(Bocconetti di Mandorla)
Makes 3 dozen
450 g/1 lb shelled and blanched almonds
450 g/1 lb sugar
½ teaspoon vanilla extract
3 egg whites
Zuccata preserves or any other fairly firm preserves
Grind the almonds to a fairly fine meal. Stir in the sugar and then the vanilla. Beat the egg whites until soft peaks form, then fold them into the almonds. Mix well enough to have a workable paste. Shape a tablespoon of the mixture into a ball, poke a hole in it, and fill the hole with ½ teaspoon of preserves. Cover the hole with a little more of the almond mixture, and roll gently between the palms of your hands until it is a well-sealed ball little more than 2.5 cm/1 inch in diameter. Repeat with the rest of the almond mixture. Bake on greased and floured baking trays in a 150C/300F/gas mark 2 oven for about 25 minutes or until delicately browned.
Twenty years ago there were still two or three convents in Palermo that sold pastries. Today only the Benedictine sisters at the Monastero delle Virgini still do so, a handful of elderly sisters who work at the ovens that the younger nuns have deserted in favour of more socially useful activities. In a small room in Piazza Venezia it is still possible to order cannoli, virgins’ cakes, and triumphs of gluttony through a grate and watch them come round on the wheel. It was there that I ordered the “bunch of grapes” that I described in my book On Persephone’s Island, a magnificent baroque monument in almond and pistachio paste, lovingly fashioned in the shape of a cluster of pale-green grapes, glistening with a silver bloom, curling with leaves and tendrils, and hiding a filling of zuccata preserves flavoured with cinnamon.

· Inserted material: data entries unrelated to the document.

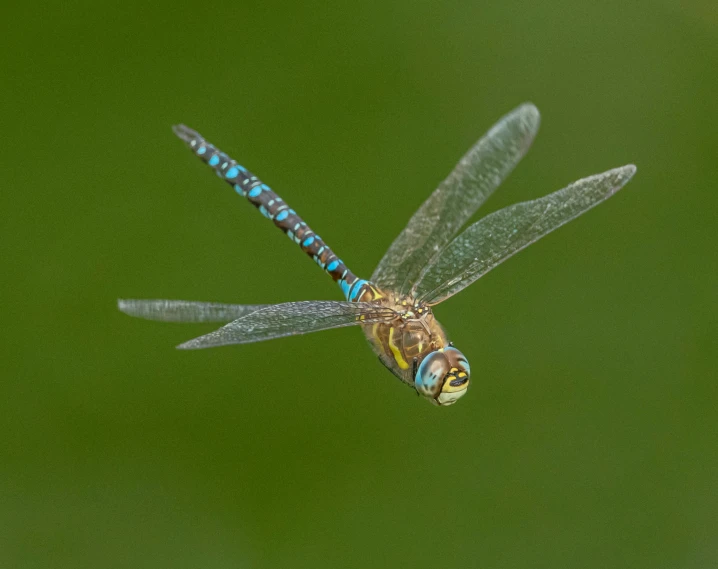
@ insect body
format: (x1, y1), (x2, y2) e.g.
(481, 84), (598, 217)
(119, 104), (635, 406)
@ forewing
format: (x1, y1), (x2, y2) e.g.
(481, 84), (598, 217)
(417, 164), (636, 304)
(177, 300), (396, 350)
(117, 299), (271, 322)
(371, 103), (540, 293)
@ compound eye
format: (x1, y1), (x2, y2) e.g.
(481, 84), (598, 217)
(414, 350), (451, 399)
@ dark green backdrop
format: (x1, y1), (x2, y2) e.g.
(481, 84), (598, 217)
(0, 0), (718, 569)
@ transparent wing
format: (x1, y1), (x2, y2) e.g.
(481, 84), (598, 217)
(371, 103), (540, 293)
(417, 164), (636, 304)
(177, 300), (396, 350)
(117, 299), (271, 322)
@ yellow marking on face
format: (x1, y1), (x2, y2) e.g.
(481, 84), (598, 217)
(389, 326), (409, 369)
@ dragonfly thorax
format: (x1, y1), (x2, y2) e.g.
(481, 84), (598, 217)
(364, 294), (469, 405)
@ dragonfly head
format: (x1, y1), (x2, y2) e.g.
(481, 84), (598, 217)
(414, 347), (471, 405)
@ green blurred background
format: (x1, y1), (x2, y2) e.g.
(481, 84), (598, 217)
(0, 0), (718, 569)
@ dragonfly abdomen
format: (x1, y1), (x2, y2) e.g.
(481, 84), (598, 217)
(173, 125), (368, 301)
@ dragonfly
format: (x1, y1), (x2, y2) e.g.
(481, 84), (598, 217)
(118, 103), (636, 406)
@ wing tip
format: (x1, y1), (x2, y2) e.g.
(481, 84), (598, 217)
(117, 298), (132, 316)
(607, 164), (638, 195)
(514, 101), (541, 126)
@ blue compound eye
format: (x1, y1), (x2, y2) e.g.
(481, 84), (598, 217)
(414, 347), (471, 405)
(414, 350), (450, 399)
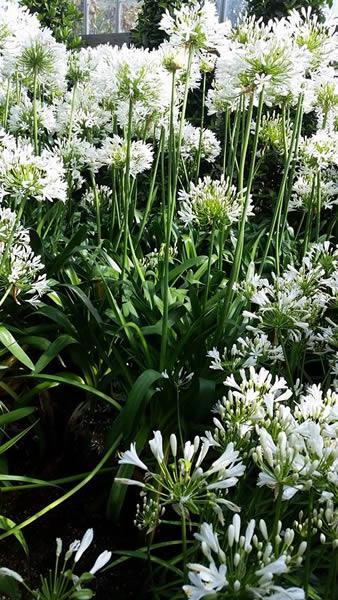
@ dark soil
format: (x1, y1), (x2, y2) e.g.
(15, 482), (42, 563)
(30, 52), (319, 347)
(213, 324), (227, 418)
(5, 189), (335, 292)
(0, 477), (151, 600)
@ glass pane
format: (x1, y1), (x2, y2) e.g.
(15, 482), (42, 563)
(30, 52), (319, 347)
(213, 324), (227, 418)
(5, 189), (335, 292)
(87, 0), (140, 34)
(120, 0), (141, 32)
(217, 0), (246, 23)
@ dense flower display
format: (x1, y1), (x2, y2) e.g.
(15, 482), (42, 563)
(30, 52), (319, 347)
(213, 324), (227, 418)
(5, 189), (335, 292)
(0, 0), (338, 600)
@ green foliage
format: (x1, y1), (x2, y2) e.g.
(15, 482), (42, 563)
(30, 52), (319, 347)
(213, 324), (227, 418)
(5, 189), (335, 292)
(248, 0), (332, 20)
(131, 0), (195, 48)
(21, 0), (82, 48)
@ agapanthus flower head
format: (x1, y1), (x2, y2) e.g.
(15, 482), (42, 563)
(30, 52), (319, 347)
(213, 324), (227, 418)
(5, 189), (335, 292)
(160, 0), (229, 51)
(289, 167), (338, 214)
(253, 112), (292, 154)
(115, 431), (245, 522)
(16, 29), (67, 93)
(183, 514), (306, 600)
(0, 207), (48, 302)
(212, 367), (292, 448)
(55, 83), (113, 143)
(288, 7), (337, 69)
(300, 130), (338, 169)
(134, 496), (165, 534)
(0, 139), (67, 202)
(181, 123), (221, 163)
(98, 135), (154, 177)
(208, 332), (284, 372)
(8, 95), (56, 137)
(208, 15), (307, 114)
(67, 48), (98, 85)
(179, 176), (252, 227)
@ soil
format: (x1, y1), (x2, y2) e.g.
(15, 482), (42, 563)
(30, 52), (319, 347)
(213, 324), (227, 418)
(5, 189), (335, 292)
(0, 478), (151, 600)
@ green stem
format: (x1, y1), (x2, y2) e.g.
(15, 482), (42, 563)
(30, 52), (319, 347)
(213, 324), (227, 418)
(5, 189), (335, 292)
(204, 221), (217, 310)
(136, 127), (165, 248)
(0, 434), (122, 541)
(90, 171), (102, 245)
(33, 71), (39, 154)
(219, 90), (264, 334)
(272, 484), (283, 556)
(2, 78), (11, 129)
(316, 169), (322, 242)
(195, 73), (207, 183)
(223, 107), (230, 177)
(160, 72), (175, 371)
(121, 98), (133, 280)
(303, 175), (316, 256)
(181, 506), (187, 574)
(0, 285), (13, 306)
(68, 83), (77, 145)
(259, 95), (303, 275)
(0, 197), (27, 269)
(304, 488), (313, 599)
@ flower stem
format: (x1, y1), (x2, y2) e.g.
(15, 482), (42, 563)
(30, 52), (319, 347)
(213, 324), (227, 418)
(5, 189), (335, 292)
(272, 484), (283, 556)
(33, 71), (39, 154)
(196, 73), (207, 183)
(219, 90), (264, 334)
(259, 95), (303, 275)
(2, 78), (11, 129)
(90, 171), (101, 245)
(304, 488), (313, 599)
(204, 221), (217, 310)
(121, 98), (133, 280)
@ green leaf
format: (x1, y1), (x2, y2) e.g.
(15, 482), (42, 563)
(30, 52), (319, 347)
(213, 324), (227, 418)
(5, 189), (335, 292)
(48, 225), (87, 276)
(0, 515), (29, 556)
(71, 588), (94, 600)
(121, 369), (162, 436)
(0, 325), (34, 371)
(0, 575), (22, 600)
(17, 373), (121, 410)
(34, 335), (77, 373)
(0, 421), (38, 458)
(0, 406), (35, 427)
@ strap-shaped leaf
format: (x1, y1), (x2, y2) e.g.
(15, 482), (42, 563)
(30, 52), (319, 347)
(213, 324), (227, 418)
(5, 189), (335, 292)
(0, 325), (35, 371)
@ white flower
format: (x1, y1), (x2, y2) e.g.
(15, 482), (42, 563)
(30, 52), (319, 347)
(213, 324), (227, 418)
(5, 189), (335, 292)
(149, 431), (164, 464)
(74, 529), (94, 562)
(98, 135), (154, 177)
(89, 550), (112, 575)
(178, 176), (252, 227)
(181, 123), (221, 163)
(0, 139), (67, 202)
(160, 0), (229, 51)
(0, 567), (23, 583)
(119, 443), (148, 471)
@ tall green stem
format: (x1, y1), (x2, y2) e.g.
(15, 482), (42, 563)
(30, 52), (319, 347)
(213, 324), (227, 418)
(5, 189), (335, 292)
(68, 83), (77, 144)
(160, 48), (193, 370)
(196, 73), (207, 183)
(219, 90), (264, 334)
(304, 488), (313, 599)
(204, 221), (215, 310)
(259, 95), (303, 274)
(316, 169), (322, 242)
(90, 171), (102, 245)
(33, 71), (39, 154)
(2, 78), (11, 129)
(121, 98), (133, 280)
(272, 484), (283, 553)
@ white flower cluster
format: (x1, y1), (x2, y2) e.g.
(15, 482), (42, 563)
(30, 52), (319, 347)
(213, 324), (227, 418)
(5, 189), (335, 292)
(183, 514), (306, 600)
(239, 242), (338, 346)
(179, 176), (252, 227)
(208, 11), (337, 113)
(0, 130), (67, 202)
(0, 207), (48, 302)
(115, 431), (245, 523)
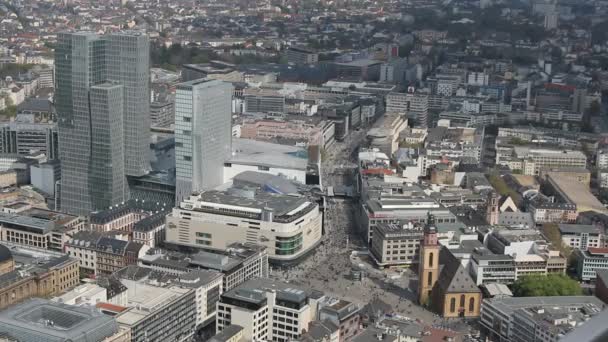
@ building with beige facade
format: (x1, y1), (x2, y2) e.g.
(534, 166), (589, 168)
(166, 187), (322, 262)
(370, 223), (424, 267)
(241, 117), (334, 147)
(0, 208), (84, 251)
(0, 245), (80, 310)
(216, 278), (360, 342)
(0, 298), (126, 342)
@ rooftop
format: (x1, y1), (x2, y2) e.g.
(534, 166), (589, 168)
(483, 296), (605, 314)
(116, 281), (192, 326)
(547, 174), (608, 213)
(227, 139), (308, 171)
(222, 278), (316, 304)
(558, 223), (603, 234)
(209, 324), (243, 342)
(140, 243), (264, 272)
(181, 188), (315, 222)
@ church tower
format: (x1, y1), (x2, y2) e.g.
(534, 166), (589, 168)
(418, 224), (439, 304)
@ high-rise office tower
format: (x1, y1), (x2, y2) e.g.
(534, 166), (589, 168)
(55, 32), (150, 215)
(103, 32), (150, 176)
(175, 79), (232, 203)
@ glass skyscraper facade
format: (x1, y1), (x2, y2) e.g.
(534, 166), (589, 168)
(175, 79), (233, 204)
(55, 32), (150, 215)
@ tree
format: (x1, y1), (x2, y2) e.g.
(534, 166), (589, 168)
(512, 274), (583, 297)
(541, 223), (572, 258)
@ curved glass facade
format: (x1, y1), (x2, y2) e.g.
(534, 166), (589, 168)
(274, 233), (302, 255)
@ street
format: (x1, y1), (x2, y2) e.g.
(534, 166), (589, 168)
(271, 130), (458, 327)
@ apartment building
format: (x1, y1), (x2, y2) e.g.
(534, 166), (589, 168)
(241, 117), (335, 148)
(558, 224), (606, 251)
(480, 296), (604, 342)
(470, 250), (517, 286)
(89, 199), (169, 233)
(370, 223), (424, 267)
(138, 243), (268, 292)
(115, 284), (197, 342)
(0, 298), (124, 342)
(95, 236), (149, 275)
(575, 247), (608, 281)
(287, 46), (319, 64)
(64, 231), (101, 275)
(0, 208), (84, 251)
(167, 184), (322, 262)
(386, 91), (429, 127)
(523, 150), (587, 176)
(359, 180), (457, 246)
(216, 278), (359, 342)
(0, 245), (80, 310)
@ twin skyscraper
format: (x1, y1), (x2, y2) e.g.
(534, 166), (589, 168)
(55, 31), (233, 215)
(55, 32), (150, 215)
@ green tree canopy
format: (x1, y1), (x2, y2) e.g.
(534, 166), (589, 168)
(513, 274), (583, 297)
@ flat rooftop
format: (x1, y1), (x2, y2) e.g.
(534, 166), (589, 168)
(483, 296), (605, 314)
(0, 298), (118, 341)
(116, 280), (192, 326)
(227, 139), (308, 171)
(198, 190), (312, 217)
(222, 278), (317, 304)
(558, 223), (604, 234)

It was so beautiful that we could hardly bear to eat it, and so delicious we could hardly bear to stop.
Just as I started to write this chapter a friend of mine went to order a bunch of grapes to take with her to the north as a hostess present, but the lay worker behind the grate told her that the nun who had made them had died suddenly, at the age of sixty-one. There is no one else in the convent who knows her secrets, so the bunch of grapes is gone forever. Another chapter in Sicilian culinary history has come to a close.